We have seen the future, and it sucks.

Go North

16th November 2024

Read it.

Some writers are unjustly known for one book, no matter how many excellent works they may have written. Such has been the case—in the Anglosphere at least—for the prolific French novelist, travel writer, and explorer Jean Raspail (1925-2020) who had a fifty-year literary career, producing about forty books. That said, five of Raspail’s books have been translated into English over the past sixty years, which is probably a better average than most contemporary French writers.

The one book for which Raspail is known is, of course, his 1973 dystopian novel The Camp of the Saints, which first appeared in English in 1975 and which has become a kind of ideological sounding board (an appreciation by Robin Harris of Camp of the Saints and Raspail appeared in the Winter 2024 print edition of The European Conservative).
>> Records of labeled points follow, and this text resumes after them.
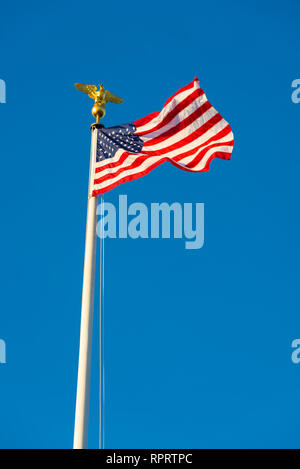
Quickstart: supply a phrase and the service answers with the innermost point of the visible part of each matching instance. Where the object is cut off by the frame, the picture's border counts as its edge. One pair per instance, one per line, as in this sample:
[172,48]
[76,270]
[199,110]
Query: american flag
[188,132]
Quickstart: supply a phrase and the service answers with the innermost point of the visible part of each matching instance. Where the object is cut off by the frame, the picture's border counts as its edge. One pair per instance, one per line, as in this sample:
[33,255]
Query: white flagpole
[87,306]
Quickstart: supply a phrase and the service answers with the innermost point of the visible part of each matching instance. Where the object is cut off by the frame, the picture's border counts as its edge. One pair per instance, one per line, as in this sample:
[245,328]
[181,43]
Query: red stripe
[176,110]
[185,88]
[125,155]
[149,117]
[132,177]
[190,138]
[141,158]
[180,126]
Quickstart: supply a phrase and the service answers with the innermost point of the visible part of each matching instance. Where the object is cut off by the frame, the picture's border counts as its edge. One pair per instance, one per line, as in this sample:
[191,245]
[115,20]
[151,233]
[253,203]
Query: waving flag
[188,132]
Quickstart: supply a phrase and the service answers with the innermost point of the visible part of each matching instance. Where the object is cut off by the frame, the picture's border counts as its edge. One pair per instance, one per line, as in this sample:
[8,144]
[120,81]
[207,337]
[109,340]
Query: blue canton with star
[112,139]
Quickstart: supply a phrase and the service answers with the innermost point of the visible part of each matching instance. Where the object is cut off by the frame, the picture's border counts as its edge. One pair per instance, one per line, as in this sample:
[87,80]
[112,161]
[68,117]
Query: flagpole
[101,97]
[87,306]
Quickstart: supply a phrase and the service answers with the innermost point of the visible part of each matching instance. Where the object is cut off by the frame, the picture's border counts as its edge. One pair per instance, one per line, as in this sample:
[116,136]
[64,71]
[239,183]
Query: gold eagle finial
[101,97]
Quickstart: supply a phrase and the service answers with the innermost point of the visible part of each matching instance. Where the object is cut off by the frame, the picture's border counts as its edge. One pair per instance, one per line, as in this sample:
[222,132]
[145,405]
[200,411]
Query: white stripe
[151,161]
[182,134]
[196,104]
[196,143]
[165,111]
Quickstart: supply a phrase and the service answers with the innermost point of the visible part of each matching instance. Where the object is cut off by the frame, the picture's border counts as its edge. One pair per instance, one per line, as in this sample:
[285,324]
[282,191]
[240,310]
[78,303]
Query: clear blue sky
[198,343]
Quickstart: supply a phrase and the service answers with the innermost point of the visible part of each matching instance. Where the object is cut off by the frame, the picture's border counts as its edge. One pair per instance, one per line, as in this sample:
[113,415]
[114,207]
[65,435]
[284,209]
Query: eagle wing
[89,89]
[109,97]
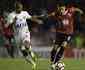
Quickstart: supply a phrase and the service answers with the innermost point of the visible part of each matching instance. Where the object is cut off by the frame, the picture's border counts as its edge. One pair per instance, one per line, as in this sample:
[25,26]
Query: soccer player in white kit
[18,19]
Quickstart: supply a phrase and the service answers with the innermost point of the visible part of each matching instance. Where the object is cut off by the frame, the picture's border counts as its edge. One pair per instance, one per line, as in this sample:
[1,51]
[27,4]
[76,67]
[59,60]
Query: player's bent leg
[31,53]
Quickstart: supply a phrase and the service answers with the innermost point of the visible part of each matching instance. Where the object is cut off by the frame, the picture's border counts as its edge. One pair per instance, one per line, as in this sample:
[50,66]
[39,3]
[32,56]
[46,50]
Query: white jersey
[20,24]
[21,27]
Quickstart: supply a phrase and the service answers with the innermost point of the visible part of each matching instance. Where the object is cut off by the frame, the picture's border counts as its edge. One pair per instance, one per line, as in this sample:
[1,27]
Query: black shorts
[61,37]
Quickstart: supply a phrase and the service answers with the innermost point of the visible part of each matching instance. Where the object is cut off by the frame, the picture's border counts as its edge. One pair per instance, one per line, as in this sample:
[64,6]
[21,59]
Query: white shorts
[22,37]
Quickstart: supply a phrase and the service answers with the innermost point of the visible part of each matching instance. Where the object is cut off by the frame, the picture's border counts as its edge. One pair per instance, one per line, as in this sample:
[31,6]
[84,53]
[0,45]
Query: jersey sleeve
[10,19]
[28,16]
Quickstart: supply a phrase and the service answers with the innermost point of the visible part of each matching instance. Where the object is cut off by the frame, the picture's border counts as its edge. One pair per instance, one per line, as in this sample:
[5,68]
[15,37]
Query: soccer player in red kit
[63,33]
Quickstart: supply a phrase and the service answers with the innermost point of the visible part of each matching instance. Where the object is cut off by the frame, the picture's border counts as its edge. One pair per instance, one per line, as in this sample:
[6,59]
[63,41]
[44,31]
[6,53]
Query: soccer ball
[60,66]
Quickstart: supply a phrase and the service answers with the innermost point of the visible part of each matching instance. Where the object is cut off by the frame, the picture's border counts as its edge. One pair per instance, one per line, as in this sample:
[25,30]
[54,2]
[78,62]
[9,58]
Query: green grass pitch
[42,64]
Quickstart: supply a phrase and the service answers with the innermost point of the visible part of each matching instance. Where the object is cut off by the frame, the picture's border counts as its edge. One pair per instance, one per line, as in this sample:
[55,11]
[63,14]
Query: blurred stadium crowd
[41,34]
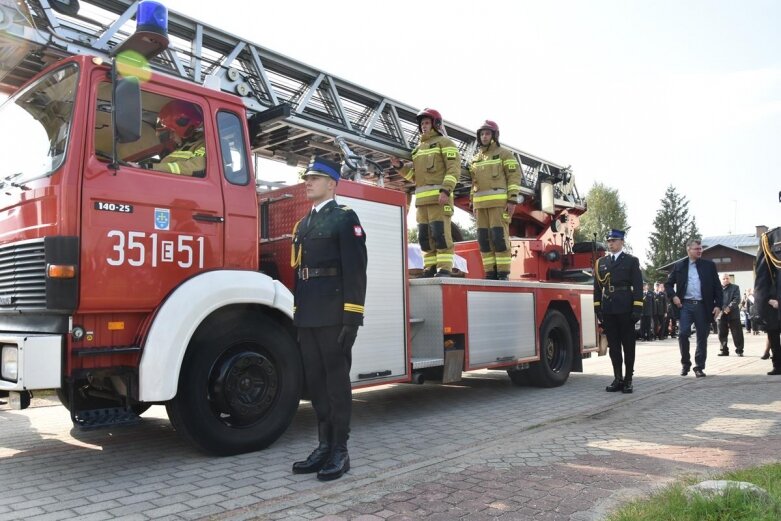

There is talk of a new edition of this novel, featuring a fresh English translation, appearing in the near future. Usually falsely derided as a racist work, Saints great fault today seems to be that it was eerily prescient, not only that mass, uncontrolled migration would come to the West from the Global South—not much of a prediction there—but that the powers that be in the West would either welcome this invasion or that they would prove to be morally, technically, and politically incapable of stopping this from happening. Nevertheless, Raspail’s most notorious book is but a small part of his legacy.